Amaba la salsa. Le gustaba particularmente el Gran Combo de Puerto Rico. Vivió de la rumba sus últimos años, gracias a una palapa con grupo en vivo: “Latinos”. Cuando la cosa se ponía buena, el negro hervía de felicidad: asaltaba la tarima. Cantaba. Usaba una botella vacía de peñafiel como flauta.

 

Pero cuando el feroz viento del norte golpeaba la costa del golfo, Latinos se vaciaba.

 

Una tarde de alguna posada navideña fue el caso. Solo estaba ocupada nuestra mesa y alguna más. El grupo tocaba “Las hojas blancas” del Combo. EL negro subió y cantó. Al final se sentó. Observó la pista vacía y rompió en llanto. Dijo:

 

-Qué triste ver este lugar solo.

 

Negro, jarocho y árabe.

 

Otra noche, última del año, puse una canción del Gran Combo, Andy Montañez en la voz: Vagabundo.

 

El coro reza: “Que no se pierda mi hijo, que no se pierda, no”

 

El negro cantaba y lloraba, la mirada perdida en el horizonte.

 

Me reí.

 

Hoy Fernando cumple 18. Significa que entra en la mayoría de edad.

 

Es decir: deja legalmente de ser niño. Física y emocionalmente, dejó de serlo hace un rato.

 

Identifico rasgos míos en él. Sus ansias de vivir. Su ímpetu. Su audacia. Inteligencia por pulir. Generosidad.

 

También veo mi sombra en la suya: la mordida del rencor. La arrogancia. La tendencia a medir poco las consecuencias cuando se atraviesan a un sueño.

 

También, sé que tiene la tentación de esa suerte de purgatorio que es la bohemia y el vino. Camino que, por un lado, le da sentido a la vida pero que, por otro, puede devorarla.

 

Y la ambición: esa que es un motor o una condena.

 

Le llegó su turno. Deja la barrera y baja al ruedo.

 

A partir de ahora, sus decisiones determinarán lo que será. Estaremos, Marcela y yo, siempre con él, claro. Pero esa edad indica que arranca su faena. Hasta aquí, lo vivido fue la nuestra: buena o mala.

 

Vienen las decisiones clave. Qué y cuanto estudiar. Las amistades que fortalecen o destruyen. Los amores que determinan la felicidad. La compañera con quien decidimos andar la vida hasta extinguirla. Elegir entre la virtud demandante de sacrificio o el defecto que invita a la levedad pero termina consumiéndote sin que te des cuenta porque, en tu caída, no cesa de repetirte al oído:

 

-Puedes ser peor.

 

En fin. Comienza su vida.

 

Entenderá que el destino no es otra cosa que las decisiones que tomamos y ejecutamos. Decidir es reflexionar y optar. Por tanto, decidir sin reflexionar es arrebato. Decidir sin ejecutar, ilusión.

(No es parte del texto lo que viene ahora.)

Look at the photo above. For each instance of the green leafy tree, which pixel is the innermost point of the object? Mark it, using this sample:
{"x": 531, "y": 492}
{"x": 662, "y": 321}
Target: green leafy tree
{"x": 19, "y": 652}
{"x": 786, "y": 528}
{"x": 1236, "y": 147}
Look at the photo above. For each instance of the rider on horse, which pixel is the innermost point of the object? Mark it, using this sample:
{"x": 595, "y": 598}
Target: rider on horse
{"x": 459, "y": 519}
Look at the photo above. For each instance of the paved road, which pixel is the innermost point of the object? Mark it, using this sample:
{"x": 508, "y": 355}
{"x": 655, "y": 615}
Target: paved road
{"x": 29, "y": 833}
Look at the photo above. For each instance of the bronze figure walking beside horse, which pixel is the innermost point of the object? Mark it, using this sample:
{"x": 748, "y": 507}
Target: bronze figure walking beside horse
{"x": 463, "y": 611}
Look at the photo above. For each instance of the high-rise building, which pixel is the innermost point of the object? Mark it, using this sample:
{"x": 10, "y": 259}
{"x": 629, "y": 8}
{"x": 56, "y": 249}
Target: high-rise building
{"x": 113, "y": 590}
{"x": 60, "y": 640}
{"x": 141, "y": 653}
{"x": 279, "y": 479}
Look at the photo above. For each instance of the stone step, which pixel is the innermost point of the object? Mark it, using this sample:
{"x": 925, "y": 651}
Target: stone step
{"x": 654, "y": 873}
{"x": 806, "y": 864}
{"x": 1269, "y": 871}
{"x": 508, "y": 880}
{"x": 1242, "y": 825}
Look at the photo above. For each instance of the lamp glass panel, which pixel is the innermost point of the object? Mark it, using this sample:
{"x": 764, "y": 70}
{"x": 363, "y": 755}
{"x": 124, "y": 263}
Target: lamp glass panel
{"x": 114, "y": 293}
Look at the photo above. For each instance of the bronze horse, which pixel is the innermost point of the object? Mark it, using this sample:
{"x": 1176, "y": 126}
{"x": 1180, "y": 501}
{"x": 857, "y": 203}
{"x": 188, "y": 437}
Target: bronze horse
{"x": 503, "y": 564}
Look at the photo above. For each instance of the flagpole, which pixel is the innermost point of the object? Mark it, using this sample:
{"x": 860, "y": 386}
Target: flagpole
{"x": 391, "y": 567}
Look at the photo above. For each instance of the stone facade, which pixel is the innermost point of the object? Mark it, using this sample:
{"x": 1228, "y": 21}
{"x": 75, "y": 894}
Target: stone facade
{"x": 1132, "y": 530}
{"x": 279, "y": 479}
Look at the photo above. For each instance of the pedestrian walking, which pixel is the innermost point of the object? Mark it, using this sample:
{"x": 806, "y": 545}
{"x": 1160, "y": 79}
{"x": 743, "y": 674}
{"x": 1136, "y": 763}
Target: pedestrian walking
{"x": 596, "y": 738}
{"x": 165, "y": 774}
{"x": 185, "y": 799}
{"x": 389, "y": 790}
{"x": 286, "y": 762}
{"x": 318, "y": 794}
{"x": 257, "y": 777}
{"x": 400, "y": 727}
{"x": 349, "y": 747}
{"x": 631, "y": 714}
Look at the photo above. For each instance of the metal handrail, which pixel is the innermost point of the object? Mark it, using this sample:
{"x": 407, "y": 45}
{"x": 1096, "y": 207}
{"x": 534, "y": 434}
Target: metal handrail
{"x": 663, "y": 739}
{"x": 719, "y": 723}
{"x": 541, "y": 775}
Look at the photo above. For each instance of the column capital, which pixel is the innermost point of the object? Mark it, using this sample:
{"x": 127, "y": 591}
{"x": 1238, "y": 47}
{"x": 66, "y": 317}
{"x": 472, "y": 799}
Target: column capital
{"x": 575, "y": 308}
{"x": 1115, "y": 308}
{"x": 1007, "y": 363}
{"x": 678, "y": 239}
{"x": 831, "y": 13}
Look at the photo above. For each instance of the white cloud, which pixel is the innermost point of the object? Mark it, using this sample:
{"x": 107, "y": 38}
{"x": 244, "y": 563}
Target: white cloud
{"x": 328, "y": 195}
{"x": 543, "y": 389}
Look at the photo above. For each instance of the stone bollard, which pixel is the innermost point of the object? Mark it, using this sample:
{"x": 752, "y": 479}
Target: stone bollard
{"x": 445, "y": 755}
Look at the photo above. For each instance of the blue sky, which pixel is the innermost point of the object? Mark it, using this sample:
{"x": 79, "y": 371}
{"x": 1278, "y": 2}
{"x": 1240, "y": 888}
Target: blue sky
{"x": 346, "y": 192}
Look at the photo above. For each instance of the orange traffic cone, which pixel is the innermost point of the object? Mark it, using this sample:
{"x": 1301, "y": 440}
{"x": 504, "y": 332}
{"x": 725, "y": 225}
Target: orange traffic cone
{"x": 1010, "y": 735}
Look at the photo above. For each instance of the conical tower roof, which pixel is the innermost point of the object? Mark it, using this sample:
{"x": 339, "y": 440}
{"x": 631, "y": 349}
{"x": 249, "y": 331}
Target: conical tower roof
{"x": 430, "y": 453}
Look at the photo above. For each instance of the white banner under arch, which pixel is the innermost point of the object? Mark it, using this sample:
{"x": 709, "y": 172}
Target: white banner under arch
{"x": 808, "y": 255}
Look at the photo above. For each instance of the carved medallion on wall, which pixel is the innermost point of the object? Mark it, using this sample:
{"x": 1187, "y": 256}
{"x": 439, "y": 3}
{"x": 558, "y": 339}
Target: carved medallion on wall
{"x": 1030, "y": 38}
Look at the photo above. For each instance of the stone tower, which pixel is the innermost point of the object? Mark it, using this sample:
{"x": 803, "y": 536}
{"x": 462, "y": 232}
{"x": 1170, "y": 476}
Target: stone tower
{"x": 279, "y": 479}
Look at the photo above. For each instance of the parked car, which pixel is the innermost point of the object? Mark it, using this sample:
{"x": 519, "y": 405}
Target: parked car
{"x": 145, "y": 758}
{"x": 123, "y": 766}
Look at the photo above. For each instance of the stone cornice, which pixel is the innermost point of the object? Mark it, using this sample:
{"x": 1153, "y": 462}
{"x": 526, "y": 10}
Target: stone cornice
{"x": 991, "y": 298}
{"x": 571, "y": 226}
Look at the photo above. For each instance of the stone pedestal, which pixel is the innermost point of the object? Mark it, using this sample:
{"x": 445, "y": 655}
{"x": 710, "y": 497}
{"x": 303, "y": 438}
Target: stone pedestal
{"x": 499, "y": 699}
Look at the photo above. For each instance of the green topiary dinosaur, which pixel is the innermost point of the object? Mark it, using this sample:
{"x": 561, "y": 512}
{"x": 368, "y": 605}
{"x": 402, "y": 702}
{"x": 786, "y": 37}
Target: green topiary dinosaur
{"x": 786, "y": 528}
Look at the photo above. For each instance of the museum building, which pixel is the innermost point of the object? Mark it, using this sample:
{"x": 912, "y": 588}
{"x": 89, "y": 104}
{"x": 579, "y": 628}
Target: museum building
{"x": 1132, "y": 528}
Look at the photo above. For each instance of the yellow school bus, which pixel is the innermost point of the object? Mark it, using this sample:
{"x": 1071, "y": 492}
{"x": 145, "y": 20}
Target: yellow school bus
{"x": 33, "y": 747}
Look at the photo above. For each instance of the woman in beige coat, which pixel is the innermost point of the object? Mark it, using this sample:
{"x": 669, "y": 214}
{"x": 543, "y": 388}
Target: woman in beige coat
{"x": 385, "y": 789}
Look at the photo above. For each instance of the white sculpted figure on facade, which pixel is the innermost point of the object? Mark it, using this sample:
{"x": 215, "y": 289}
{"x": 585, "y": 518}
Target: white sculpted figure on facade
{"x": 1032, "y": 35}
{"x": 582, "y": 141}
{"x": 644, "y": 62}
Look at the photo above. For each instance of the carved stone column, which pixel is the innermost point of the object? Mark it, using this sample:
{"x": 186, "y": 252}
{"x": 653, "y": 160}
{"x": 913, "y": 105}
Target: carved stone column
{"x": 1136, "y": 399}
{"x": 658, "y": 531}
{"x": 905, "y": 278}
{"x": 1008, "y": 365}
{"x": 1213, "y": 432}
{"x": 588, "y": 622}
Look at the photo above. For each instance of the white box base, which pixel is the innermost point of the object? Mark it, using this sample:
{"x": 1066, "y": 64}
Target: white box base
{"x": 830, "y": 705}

Ejecutar sin decidir, sumisión.

 

Ahora me gustaría pensar que hice todo lo que estuvo en mis manos para ayudarle a ser feliz.

 

Ese, decía Borges, es el sentido último de nuestra vida. Es cierto, pero agregaría que es ser feliz con los demás, nunca a costa de ellos.

 

Nadie es humano solo y el camino solo tiene sentido si se hace en compañía. Estos días oscuros -escribo tras dos meses de encierro por una pandemia- nos motivan a volver sobre nuestros pasos y a recuperar valores extraviados como la empatía, la solidaridad, la compasión.

 

Uno tiene la obligación de vivir: cosechar sonrisas, triunfos; derrotas y cicatrices; besos y desengaños. Tener la ilusión de incubar sueños y la entereza de desecharlos.

 

Vivir es un oficio que demanda siempre algo: ejercerlo.

 

Me gustaría decirle: mucha suerte. Vive tu vida: jamás la de nadie más.

 

Hoy, cosas del destino, me levanté con ganas de oír al Gran Combo.

 

Haciendo ejercicio llegó la canción: Vagabundo.

 

Me acordé del negro. Me acordé tanto.

 

Y también quise llorar.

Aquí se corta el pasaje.